- Feb. 3, 2023
-- Key Takeaways:
- 2023's stock market rally rolled on last week, helped by a downshift in Fed rate hikes, with the S&P 500 now up nearly 8% on the year. Interest rates took a bit of a round trip, falling through the week on expectations for less restrictive Fed policy but rising on Friday following a strong jobs report1.
- The January employment report released on Friday showed that the economy added a whopping 517,000 jobs last month, more than double the consensus forecast. While other parts of the economy are showing signs of slowing, the healthy labor market should offer support for consumer spending, helping moderate a potential downturn.
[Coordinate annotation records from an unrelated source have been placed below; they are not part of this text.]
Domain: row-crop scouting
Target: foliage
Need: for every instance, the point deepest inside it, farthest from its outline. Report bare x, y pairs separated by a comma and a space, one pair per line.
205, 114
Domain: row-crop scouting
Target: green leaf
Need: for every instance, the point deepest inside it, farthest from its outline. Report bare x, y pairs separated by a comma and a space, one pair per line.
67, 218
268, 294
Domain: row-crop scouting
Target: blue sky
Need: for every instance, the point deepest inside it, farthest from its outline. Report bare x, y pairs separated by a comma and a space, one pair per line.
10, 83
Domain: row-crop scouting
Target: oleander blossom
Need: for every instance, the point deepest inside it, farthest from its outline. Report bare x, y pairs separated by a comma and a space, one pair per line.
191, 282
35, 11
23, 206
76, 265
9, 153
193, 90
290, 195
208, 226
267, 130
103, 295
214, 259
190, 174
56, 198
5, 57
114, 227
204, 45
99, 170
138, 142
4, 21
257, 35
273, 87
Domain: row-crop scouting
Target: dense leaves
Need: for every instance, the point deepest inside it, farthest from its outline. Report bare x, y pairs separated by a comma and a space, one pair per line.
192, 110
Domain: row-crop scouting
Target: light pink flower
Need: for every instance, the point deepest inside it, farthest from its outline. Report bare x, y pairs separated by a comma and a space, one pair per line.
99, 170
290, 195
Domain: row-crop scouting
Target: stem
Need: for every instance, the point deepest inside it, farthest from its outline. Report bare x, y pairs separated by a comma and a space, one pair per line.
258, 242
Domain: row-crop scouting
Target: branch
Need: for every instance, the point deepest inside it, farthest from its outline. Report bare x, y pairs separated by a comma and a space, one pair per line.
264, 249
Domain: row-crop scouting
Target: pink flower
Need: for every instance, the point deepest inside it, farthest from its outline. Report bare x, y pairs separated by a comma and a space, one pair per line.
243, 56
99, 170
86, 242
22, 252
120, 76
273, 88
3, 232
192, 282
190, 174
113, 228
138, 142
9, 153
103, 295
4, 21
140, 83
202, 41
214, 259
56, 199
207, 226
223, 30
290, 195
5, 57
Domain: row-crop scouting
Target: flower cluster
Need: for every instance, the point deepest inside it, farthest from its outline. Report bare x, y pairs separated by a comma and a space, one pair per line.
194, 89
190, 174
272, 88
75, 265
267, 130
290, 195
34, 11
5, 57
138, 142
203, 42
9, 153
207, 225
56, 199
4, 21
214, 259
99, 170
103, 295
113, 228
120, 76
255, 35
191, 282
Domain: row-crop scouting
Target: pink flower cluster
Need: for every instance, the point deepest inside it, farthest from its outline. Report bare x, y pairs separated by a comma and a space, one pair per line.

After a year (2022) in which nothing seemed to go investors' way, 2023 has, so far, been the polar opposite. Stocks are up handsomely while interest rates are down. Last week brought a heavy dose of fresh information on what we'd consider to be the two critical drivers for the market this year: the Fed and the labor market. The outcome was another up week for the market – its fourth in the first five weeks of 2023.
While this recent rally is both welcome and reasonable, we don't think it should be viewed as confirmation that the coast is clear. Given what we learned last week, here are our latest thoughts on several popular takes that prevailed heading into this year:The Fed is overdoing it with rate hikes.
Source: 1. Bloomberg
- Fact and Fiction. The distinction lies in the context of necessity and broader outcome. In our view, it's been necessary for the Fed to take aggressive action to combat high inflation. Has it tightened (raised rates) to a point that threatens to undermine economic growth? We think so. Monetary policy acts with a lag, so we have yet to see the full impact of the Fed's actions. So should the Fed have stopped earlier to prevent a slowdown? No. While we certainly would prefer monetary conditions that are accommodative to robust GDP growth, underdoing it runs the risk of reigniting inflation that would pose greater structural threats to the economy.
- Stocks rallied last week following the Fed's latest meeting in which it announced a 25-basis-point (0.25%) rate hike. Markets found comfort in a few elements of the announcement:
- This marked a downshift in the pace of rate hikes, with the previous six hikes being 0.5% or larger1.
- The Fed acknowledged that disinflationary forces are taking shape, suggesting it feels it's making progress1.
- The Fed did not make special or dramatic efforts to push back against the recent evidence of easing financial conditions (which include measures such as access to, and cost of, credit)1.